The Colorado state Capitol from Civic Center Park on a March morning 2019. 

Hart Van Denburg/CPR News

The effort to give many Colorado state workers collective bargaining rights is over, at least for this year.

Colorado is one of 16 states where state employees don’t have the right the negotiate a binding union contract. This session, Colorado WINS, the state employee union, worked with Democratic lawmakers to run a bill to change that.

The organization argued collective bargaining could help stem a staffing crisis among the state’s prison guards, mental health care workers and other employees. A recent white paper noted about one in five classified state positions were vacant as of last year — a 73 percent increase over the last decade.

But their plan hit a snag with Gov. Polis.

On Friday, the governor released a joint statement with Hilary Glasgow, Colorado WINS executive director.

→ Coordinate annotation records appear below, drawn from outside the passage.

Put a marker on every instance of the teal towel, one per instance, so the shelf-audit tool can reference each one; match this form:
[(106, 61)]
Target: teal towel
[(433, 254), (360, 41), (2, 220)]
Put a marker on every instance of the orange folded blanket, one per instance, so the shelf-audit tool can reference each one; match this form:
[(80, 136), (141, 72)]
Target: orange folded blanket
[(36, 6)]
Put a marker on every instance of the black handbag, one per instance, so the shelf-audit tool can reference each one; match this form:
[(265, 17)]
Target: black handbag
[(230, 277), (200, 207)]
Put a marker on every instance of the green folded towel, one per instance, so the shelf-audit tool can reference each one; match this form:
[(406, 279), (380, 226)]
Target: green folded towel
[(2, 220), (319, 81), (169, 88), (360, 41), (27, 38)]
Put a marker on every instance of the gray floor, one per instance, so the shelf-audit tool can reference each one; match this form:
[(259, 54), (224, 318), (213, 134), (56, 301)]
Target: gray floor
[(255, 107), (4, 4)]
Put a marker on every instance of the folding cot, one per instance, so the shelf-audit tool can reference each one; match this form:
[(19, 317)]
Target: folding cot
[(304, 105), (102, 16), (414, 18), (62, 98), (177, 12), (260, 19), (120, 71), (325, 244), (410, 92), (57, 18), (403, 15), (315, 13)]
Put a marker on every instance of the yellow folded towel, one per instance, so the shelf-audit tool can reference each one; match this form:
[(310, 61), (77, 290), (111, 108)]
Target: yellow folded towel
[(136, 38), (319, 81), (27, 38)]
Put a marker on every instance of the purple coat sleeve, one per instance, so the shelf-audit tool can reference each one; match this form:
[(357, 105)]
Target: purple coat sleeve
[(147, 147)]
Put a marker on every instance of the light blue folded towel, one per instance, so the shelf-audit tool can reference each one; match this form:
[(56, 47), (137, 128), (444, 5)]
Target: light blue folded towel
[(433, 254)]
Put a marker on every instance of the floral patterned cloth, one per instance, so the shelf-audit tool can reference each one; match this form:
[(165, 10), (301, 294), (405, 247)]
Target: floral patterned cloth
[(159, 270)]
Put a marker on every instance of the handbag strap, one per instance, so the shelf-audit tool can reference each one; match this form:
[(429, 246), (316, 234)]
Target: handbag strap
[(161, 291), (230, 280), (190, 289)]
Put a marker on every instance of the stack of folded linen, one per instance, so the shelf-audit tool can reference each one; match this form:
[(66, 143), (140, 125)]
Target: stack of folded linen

It said the bill had issues that couldn't be worked out with just a few days left in the legislative session.

“We are confident that we will successfully resolve these outstanding issues before the 2020 legislative session,” read the statement. “We believe we all benefit when frontline workers come together to find solutions so that Colorado is a place where all families and communities can thrive.”

The news may come as a surprise to fans of Gov. Polis. A number of unions endorsed the governor during his campaign. Polis also mentioned the importance of collective bargaining directly in his State of the State address, saying, “We will protect the rights of workers to organize and collectively bargain for the pay and benefits that they deserve.” That statement and others drew a clear contrast with governors in Republican states who have championed “right to work” laws that undercut the power of unions.

While Glasgow is sure some of her union members will be taken aback, she doesn’t think Gov. Polis has wavered on the underlying issue. She said differences between Colorado WINS and the administration came down to technical matters, like how collective bargaining could affect the employee pay scale and the governor’s authority to write a budget.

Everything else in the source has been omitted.